Thursday, June 15, 2023

A Botched Attempt to Update TFS Server 2018 but with A Good Ending

 When updating TFS Server 2018, I left the "install search"  check box checked, and it led to a disaster. 

The "elastic search" service that TFS Server 2018 tried to install went berserk, and ate up a lot of RAM. So much so that another VM on the same host that ran the SQL server slowed down to a crawl. Then the TFS Server 2018 update failed with a message saying "TF255356: The following error occurred when configuring the Team Foundation databases: TF400711: Error occurred while executing servicing step 'Install Local Contribution Web Platform On Prem' for component Publish Extensions during FinishInstallUpdates". The reason in the log file: SQL timeout.

Not knowing what was going on in the background, I stopped the update, restored the database, and re-tried several times. Each time I got the same error.

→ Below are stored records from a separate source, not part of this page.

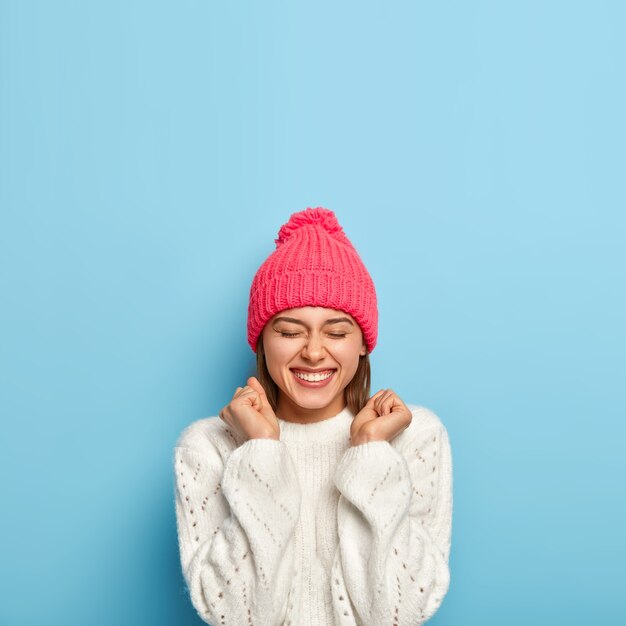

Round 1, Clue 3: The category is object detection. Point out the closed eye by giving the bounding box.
[278,330,346,339]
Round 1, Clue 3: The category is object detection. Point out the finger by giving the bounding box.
[375,389,393,415]
[365,389,387,409]
[246,376,267,400]
[247,376,276,421]
[380,389,396,415]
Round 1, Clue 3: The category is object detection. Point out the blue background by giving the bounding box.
[0,0,626,626]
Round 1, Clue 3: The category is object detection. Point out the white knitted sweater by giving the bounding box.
[173,405,452,626]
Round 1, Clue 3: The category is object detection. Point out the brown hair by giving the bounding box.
[256,335,371,415]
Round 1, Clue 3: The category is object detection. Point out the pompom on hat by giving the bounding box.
[248,207,378,352]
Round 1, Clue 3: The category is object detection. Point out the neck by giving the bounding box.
[276,393,346,424]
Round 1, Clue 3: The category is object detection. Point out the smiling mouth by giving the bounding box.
[291,368,337,383]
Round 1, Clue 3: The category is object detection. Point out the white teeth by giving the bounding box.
[294,372,334,383]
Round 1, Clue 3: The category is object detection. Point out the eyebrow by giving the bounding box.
[274,317,354,326]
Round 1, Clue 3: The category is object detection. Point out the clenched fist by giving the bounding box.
[220,376,280,441]
[350,389,413,446]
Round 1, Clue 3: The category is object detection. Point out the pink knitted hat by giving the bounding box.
[248,207,378,352]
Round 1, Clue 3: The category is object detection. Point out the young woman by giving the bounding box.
[173,207,452,626]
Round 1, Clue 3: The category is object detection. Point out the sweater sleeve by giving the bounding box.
[332,410,452,626]
[174,432,301,626]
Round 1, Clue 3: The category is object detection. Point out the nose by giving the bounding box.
[302,333,325,363]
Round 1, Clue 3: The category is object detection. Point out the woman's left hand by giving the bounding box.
[350,389,413,446]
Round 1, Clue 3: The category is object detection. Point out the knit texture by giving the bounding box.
[248,207,378,352]
[173,405,452,626]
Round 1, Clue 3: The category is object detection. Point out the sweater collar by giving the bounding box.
[277,405,354,443]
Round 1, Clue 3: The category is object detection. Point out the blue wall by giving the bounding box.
[0,0,626,626]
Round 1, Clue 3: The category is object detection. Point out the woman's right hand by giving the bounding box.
[220,376,280,441]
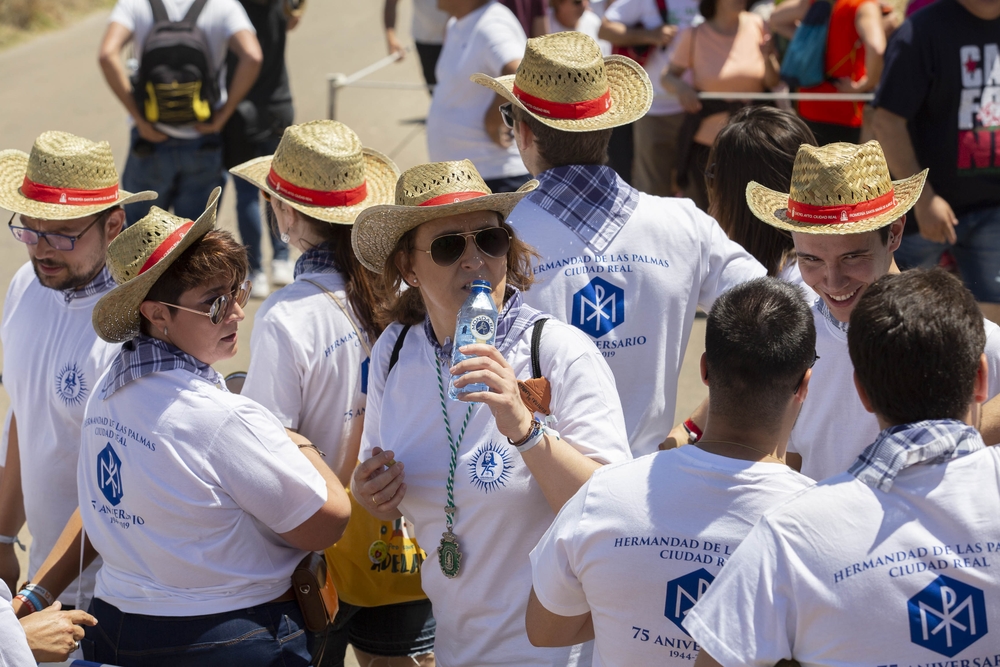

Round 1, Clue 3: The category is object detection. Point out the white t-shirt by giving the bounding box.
[604,0,698,116]
[427,2,528,179]
[108,0,257,139]
[242,273,368,471]
[531,447,812,667]
[0,581,38,667]
[361,320,630,667]
[788,297,1000,480]
[411,0,451,44]
[77,370,327,616]
[509,190,766,456]
[548,5,611,56]
[0,263,120,609]
[684,447,1000,667]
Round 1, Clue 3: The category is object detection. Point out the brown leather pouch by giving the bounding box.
[292,552,340,632]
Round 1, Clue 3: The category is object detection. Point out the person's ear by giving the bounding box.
[139,301,173,331]
[392,250,420,287]
[852,369,875,414]
[104,207,125,243]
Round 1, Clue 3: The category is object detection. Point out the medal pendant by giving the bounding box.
[438,530,462,579]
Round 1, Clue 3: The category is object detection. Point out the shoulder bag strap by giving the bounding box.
[302,278,372,357]
[181,0,208,25]
[385,324,411,378]
[149,0,170,23]
[531,319,548,378]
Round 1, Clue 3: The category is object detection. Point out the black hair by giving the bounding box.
[705,277,816,427]
[847,268,986,424]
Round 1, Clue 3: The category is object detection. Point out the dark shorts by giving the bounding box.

I had to try to complete the update on a different machine, with a different SQL server. Since this was no longer a minor update, I upgraded the TFS Server 2018 to Azure DevOps Server 2022. Everything worked. Then I tried to move the SQL databases to the old SQL server. As soon as I completed the move, the TFS server, oh no, the Azure DevOps Server 2022, slowed down to a crawl again. 

It seemed that I had to leave the TFS server, oh wait, the Azure DevOps Server 2022, on the new hosts. So I started to clean up the old hosts and tried to remove any traces of the old TFS Server installations. There were several TFS Server folders in "C:\Program Files". I tried to delete them all, since they no longer show up on the installed applications list of Windows. But the TFS Server 2018 folder could not be deleted because it was in use by some running process. 

I sorted the running processes by memory usage, and saw that at the top there was a running process for "elastic search" that ate up a huge amount of RAM. Then I discovered that this process was from a Windows service installed by the TFS Server 2018. The service was "elasticsearch-service-x64". Its files were in the TFS Server 2018 folder. I stopped the service, and then removed it by running "sc delete elasticsearch-service-x64" on a admin command prompt. 

Now the host has regained all the RAM, everything is back to normal. The SQL server is no longer running at a snails pace. And the server is now the latest -- Azure DevOps Server 2022.0.1.